Eliza Fay (1755 or 1756 – 9 September 1816) was an English letter writer. She left graphic accounts of her travels and experiences in Europe and the Middle East.

Early life
Eliza was born in 1755 or 1756, probably in Rotherhithe, Surrey. She was one of three known daughters of Edward Clement (died 1794), a Rotherhithe shipwright. Her mother died in or before 1783. Little is known of her family. One of her sisters, Eleanor, married Thomas W. Preston.
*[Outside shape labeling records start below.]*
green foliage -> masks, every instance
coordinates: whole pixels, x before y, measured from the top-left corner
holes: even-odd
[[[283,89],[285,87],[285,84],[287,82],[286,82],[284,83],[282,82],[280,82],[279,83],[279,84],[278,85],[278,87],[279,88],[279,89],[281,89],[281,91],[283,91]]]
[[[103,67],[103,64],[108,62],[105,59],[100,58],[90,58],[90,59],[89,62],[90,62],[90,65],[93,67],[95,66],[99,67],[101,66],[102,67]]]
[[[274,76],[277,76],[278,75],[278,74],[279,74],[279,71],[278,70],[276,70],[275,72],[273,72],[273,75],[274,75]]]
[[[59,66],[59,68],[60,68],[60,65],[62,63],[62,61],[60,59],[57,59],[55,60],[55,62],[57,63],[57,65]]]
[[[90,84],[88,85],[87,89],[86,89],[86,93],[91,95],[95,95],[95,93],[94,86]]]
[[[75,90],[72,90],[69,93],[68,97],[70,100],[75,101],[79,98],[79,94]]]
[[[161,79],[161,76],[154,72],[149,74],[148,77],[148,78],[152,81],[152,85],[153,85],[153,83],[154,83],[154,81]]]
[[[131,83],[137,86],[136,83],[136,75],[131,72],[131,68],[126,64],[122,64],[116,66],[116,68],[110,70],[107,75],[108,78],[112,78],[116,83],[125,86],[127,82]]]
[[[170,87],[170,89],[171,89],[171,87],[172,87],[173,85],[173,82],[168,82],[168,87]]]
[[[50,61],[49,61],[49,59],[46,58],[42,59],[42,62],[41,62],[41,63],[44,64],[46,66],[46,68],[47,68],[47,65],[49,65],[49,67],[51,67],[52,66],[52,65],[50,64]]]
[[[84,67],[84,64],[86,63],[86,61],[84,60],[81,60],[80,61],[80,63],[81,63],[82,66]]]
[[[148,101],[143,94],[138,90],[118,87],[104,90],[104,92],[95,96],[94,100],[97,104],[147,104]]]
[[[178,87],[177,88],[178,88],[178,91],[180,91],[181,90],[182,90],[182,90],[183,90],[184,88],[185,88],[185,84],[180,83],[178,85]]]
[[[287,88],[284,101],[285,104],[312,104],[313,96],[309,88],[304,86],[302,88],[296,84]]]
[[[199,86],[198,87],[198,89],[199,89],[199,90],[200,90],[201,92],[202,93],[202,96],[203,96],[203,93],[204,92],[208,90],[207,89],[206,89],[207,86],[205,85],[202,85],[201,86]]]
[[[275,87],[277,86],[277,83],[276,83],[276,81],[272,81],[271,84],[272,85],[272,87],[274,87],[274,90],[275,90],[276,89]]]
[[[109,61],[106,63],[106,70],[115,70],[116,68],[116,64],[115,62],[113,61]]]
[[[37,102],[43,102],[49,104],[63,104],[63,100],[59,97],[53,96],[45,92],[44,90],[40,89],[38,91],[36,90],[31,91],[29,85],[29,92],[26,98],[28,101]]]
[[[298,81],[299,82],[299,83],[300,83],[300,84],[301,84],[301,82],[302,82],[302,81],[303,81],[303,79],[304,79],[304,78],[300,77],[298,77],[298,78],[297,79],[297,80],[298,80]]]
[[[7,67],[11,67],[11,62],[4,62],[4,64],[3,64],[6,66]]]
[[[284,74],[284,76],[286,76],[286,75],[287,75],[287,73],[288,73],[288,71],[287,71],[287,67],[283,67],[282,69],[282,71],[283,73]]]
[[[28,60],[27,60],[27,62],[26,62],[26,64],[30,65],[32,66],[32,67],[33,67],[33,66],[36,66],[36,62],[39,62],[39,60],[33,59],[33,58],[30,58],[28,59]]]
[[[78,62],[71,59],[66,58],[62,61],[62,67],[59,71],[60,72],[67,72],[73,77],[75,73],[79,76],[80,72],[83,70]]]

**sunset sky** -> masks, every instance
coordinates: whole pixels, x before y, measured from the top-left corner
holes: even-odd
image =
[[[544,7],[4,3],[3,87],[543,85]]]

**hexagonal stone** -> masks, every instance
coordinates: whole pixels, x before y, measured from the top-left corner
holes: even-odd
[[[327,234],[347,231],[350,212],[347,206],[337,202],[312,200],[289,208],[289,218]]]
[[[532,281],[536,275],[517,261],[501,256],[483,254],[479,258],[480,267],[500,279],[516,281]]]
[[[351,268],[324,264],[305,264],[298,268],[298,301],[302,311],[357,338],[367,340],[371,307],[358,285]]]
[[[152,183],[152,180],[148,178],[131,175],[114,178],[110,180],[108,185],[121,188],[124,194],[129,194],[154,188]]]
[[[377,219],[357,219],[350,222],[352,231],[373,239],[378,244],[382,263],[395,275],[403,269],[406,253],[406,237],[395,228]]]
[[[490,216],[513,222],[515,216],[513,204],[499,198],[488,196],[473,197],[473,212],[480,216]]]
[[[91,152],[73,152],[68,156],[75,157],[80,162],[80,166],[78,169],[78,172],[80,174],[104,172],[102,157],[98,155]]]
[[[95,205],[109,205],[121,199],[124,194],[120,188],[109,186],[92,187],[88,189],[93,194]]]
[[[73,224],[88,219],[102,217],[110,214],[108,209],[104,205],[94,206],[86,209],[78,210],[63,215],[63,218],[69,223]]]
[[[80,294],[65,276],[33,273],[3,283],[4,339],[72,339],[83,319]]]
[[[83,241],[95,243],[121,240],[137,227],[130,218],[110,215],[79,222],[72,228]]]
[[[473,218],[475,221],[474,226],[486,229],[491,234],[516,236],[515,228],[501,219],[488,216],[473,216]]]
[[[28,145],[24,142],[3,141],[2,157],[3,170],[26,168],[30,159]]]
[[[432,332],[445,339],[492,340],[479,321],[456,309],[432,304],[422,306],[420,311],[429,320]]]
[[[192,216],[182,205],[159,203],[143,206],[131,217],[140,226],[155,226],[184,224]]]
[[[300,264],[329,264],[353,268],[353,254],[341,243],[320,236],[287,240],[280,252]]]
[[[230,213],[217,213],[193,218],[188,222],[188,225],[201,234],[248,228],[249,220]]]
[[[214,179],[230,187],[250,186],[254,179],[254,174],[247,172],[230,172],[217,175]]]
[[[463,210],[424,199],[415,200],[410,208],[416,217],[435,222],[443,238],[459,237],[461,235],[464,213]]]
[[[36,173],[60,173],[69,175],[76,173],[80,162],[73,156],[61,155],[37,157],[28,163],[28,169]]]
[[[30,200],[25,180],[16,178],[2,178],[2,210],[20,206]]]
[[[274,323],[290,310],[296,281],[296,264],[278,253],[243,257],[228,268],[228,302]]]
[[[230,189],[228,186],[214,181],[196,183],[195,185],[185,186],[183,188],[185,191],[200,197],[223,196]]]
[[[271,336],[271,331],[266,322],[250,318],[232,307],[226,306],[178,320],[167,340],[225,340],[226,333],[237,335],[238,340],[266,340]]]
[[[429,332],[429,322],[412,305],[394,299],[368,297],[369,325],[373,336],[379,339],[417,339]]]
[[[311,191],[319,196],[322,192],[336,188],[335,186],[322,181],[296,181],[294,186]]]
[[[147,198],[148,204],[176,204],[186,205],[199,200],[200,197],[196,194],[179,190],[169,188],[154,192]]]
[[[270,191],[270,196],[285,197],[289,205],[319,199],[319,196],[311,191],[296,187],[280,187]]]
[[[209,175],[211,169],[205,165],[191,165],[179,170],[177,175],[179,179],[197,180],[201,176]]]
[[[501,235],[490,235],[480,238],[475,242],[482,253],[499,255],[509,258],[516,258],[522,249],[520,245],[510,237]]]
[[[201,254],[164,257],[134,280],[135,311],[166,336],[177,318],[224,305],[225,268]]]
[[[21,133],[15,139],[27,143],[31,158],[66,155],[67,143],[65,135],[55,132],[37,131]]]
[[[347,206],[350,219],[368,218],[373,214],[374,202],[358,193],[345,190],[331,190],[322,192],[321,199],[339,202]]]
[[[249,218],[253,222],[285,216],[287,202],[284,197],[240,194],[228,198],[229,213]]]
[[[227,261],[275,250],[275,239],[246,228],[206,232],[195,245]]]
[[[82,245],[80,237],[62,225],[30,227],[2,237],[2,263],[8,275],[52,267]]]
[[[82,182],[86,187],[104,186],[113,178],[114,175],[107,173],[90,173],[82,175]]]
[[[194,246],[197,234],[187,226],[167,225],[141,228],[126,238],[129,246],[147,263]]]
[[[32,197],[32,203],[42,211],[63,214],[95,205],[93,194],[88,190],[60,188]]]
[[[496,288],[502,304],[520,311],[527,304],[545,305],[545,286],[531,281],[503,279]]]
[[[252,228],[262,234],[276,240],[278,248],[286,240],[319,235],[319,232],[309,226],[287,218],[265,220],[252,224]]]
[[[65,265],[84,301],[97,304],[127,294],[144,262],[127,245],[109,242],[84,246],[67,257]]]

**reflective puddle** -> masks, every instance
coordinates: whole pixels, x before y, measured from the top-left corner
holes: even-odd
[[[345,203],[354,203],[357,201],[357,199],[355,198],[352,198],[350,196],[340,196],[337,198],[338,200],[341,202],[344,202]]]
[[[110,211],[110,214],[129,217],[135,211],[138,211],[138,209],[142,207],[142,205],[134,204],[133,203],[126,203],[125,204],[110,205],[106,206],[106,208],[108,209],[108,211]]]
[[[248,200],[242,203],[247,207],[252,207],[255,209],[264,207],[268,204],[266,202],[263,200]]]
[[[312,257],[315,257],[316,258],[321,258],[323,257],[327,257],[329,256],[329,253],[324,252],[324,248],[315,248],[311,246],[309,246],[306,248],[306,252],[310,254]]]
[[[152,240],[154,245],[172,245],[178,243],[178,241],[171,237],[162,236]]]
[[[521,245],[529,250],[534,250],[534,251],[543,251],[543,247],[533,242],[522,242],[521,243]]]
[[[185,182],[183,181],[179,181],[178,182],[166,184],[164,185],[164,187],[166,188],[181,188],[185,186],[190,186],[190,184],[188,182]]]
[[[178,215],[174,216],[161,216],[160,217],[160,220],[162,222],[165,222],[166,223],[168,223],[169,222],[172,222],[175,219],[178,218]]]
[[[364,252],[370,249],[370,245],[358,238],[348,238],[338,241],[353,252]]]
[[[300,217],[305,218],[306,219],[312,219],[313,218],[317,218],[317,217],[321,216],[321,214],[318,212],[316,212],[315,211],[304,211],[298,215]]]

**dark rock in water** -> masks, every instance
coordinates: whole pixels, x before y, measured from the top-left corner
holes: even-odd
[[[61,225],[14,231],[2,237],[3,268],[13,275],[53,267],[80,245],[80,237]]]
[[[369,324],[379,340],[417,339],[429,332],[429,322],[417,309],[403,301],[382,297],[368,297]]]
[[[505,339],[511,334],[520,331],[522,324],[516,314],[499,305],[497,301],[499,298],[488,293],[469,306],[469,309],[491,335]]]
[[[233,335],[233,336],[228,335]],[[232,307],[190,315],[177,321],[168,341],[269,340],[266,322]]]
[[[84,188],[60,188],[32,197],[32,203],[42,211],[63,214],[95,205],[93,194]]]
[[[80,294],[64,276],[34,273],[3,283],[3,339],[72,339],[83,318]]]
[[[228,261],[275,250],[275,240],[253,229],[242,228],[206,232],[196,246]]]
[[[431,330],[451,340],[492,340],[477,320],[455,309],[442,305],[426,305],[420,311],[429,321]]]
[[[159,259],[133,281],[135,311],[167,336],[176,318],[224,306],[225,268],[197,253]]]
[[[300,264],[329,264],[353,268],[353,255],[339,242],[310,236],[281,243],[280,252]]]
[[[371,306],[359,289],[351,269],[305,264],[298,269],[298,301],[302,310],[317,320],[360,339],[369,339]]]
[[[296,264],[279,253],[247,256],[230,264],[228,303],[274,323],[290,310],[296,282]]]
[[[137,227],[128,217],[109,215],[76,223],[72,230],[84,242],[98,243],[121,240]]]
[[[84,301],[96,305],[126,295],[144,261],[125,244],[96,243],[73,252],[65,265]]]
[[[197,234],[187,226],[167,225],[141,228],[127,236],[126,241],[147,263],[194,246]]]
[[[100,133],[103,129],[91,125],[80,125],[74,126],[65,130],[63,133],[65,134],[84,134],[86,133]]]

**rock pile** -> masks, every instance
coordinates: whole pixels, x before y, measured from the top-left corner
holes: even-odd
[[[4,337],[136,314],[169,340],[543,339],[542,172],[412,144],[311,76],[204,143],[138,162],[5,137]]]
Eliza married Anthony Fay, a barrister, on 6 February 1772 in London. The only son of Francis Fay of Rotherhithe, Surrey, and of Irish extraction, he intended to practise as an advocate in the Calcutta Supreme Court. The couple set out for India in April 1779 and he managed to enter himself on 16 June 1780, but he ran into debt and fathered an illegitimate child before returning to England, where he died some time before 1815. The couple separated in August 1781. There were no children of the marriage.

Passages to India
Fay's graphic letters begin in Paris on 18 April 1779; her account suggests she had been to France several times before. Then follows an eventful journey across the Alps, by sea to Egypt, then across the deserts of Egypt in a caravan that was attacked by bandits, only to be imprisoned on arrival in Calicut by Hyder Ali, King of Mysore. Eventually escaping with the help of a Jewish merchant from Cochin, Mr Isaac, she and her husband arrived in Calcutta in May 1780.

The letters reveal great narrative power and include what E. M. Forster, her editor, described as "little character sketches... delightfully malicious." She appears to have had religious convictions and a distaste for any indelicacy, also a command of French and an ability to learn other languages such as Italian, Portuguese and Hindustani at high speed, but otherwise not much education. Eliza Fay found her way into Calcutta society during her first period there, meeting several prominent people, including Warren Hastings, but this goodwill may have been dissipated by the wild behaviour of her husband, or possibly by her own ill temper. She was more interested than many in the life of the Indians around her and provides quite a lot of detail.

Fay obtained a legal separation from her husband in August 1781, and returned to England by way of Madras and St Helena in 1782, but set out again in 1784. This time her social status was lower and she supported herself with a millinery shop and by mantua making, but became bankrupt in 1788, although she continued to trade and paid off her creditors by 1793.

Her observation and interpretations of Indian society continued. Suttee (immolation of a widow), she opined, was not a proof of feeling, but "entirely a political scheme intended to insure the care and good offices of wives to their husbands." 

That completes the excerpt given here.